Studie: mitochondriale Dysfunktion und ketogene Ernährung

Ketogene Ernährung hat schon bei früheren Studien gezeigt, dass sie besonders bei Störungen der Mitochondrien erfolgreich eingesetzt werden kann. Zellen mit zerstörter mtDNA werden aussortiert. Weiterhin werden Mitochondrien vermehrt bei ketogene Ernährung gebildet und kann bestimmte Krankheiten verlangsamen oder verhindern.

In dieser Studie geht es um PEO und den damit zusammenhängenden Änderungen bei ketogener Ernährung (hier eine modifizierte Atkins Diät).
Die chronisch progressive Ophthalmoplegie (PEO) bezeichnet eine progrediente Lähmung der äußeren Augenmuskeln in Folge mitochondrialer Dysfunktion (Mitochondriopathie).

In der zweieinhalb Jahre langen Studie konnte in drei von vier Patienten ein leichter Muskelwachstum festgestellt werden. Die Symptome von PEO konnten sehr schnell nach Umstellung der Ernährung rückgängig gemacht werden. Negative Eigenschaften wurden nicht festgestellt.

Interessant an dieser Studie ist nicht per se die Krankheit an sich, sondern die Auswirkungen der ketogene Ernährung auf die Muskulatur und die Gesundheit generell bei diesen Patienten.
Die entsprechenden Patienten waren extrem auf Glukose angepasst, was durch hohe Laktatlevel gekennzeichnet ist. Die Fette im Blut konnten in der Muskulatur nicht verarbeitet werden und haben sich somit in der Leber, Blut und Gewebe angesammelt.
Durch die Ernährungsumstellung wurden mehr Mitochondrien gebildet und das angesammelte Fett verbrannt. Biomarker wie ein erhöhter Level an Alanin sind durch eine modifizierte Atkins Diät normalisiert worden.

Erstaunlich hier finde ich die Grafik, die einige Werte aufzeigt, die unter ketogene Ernährung erhöht sind. Beispiel die Kreatinkinase: die Energiebereitstellung scheint durch diesen kurzfristigen Speicher erhöht zu sein und ATP schneller zu regenerieren.

Myoglobin ist der rote Muskelfarbstoff und bindet Sauerstoff.
Laktat ist ebenfalls erhöht, was ich auf die Glukoneogenese zurückführe, wodurch Laktat wieder zu Energie umgewandelt wird.
Ketonkörper erschließen sich von selbst.
Weitere metabolische Anpassungen, die mit der ketogene Ernährung einhergehen sind hier ebenfalls aufgeführt.

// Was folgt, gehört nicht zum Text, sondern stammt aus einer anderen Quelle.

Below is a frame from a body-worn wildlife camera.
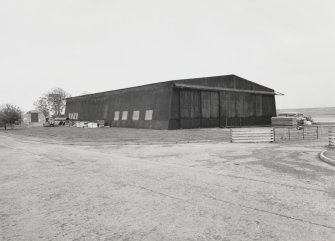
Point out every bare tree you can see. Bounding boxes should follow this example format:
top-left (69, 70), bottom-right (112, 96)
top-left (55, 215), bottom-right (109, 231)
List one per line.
top-left (45, 88), bottom-right (70, 116)
top-left (34, 96), bottom-right (50, 117)
top-left (0, 104), bottom-right (22, 130)
top-left (34, 88), bottom-right (71, 117)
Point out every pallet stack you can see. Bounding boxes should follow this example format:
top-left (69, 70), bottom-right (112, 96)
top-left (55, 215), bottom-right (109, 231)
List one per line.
top-left (271, 116), bottom-right (298, 126)
top-left (231, 128), bottom-right (274, 143)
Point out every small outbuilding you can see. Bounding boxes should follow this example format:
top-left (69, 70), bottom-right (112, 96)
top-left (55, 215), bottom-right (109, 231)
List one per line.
top-left (66, 75), bottom-right (276, 129)
top-left (23, 110), bottom-right (45, 126)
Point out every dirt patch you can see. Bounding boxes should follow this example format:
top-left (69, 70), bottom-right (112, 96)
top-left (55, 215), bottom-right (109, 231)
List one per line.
top-left (325, 149), bottom-right (335, 161)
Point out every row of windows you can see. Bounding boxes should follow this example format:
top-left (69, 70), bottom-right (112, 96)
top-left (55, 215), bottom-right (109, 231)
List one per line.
top-left (114, 110), bottom-right (153, 121)
top-left (69, 113), bottom-right (78, 120)
top-left (69, 110), bottom-right (153, 120)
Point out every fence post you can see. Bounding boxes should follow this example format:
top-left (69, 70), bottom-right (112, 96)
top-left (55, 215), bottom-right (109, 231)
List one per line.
top-left (288, 128), bottom-right (291, 141)
top-left (329, 127), bottom-right (335, 148)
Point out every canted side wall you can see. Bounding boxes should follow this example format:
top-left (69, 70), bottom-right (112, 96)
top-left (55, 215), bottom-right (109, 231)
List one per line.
top-left (169, 75), bottom-right (276, 129)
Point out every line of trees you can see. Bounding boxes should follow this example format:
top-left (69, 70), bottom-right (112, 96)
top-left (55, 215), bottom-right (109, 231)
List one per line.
top-left (0, 104), bottom-right (22, 130)
top-left (0, 88), bottom-right (71, 129)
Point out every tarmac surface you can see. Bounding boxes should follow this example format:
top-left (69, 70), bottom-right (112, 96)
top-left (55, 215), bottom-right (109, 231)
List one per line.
top-left (0, 127), bottom-right (335, 241)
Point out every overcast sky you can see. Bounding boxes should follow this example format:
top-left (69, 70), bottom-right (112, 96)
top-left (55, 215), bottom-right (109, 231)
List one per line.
top-left (0, 0), bottom-right (335, 110)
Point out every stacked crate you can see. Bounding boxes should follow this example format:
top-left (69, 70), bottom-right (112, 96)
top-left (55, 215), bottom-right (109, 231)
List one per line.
top-left (271, 116), bottom-right (298, 126)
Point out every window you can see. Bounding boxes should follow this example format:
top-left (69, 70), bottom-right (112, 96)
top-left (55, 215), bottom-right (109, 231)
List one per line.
top-left (114, 111), bottom-right (120, 120)
top-left (122, 111), bottom-right (128, 120)
top-left (145, 110), bottom-right (153, 120)
top-left (133, 110), bottom-right (140, 120)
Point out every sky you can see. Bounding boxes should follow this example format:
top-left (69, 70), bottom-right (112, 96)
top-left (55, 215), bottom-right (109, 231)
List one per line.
top-left (0, 0), bottom-right (335, 111)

Hier stellen die Autoren der Studie selbst einige Fragen inwieweit diese Dinge untersucht werden müssen.

Abschließend lässt sich sagen, dass bei bestimmten Krankheiten, besonders mit Stoffwechselstörungen im Bereich der Mitochondrien mit einer ketogene Ernährung eine Besserung eintreten kann.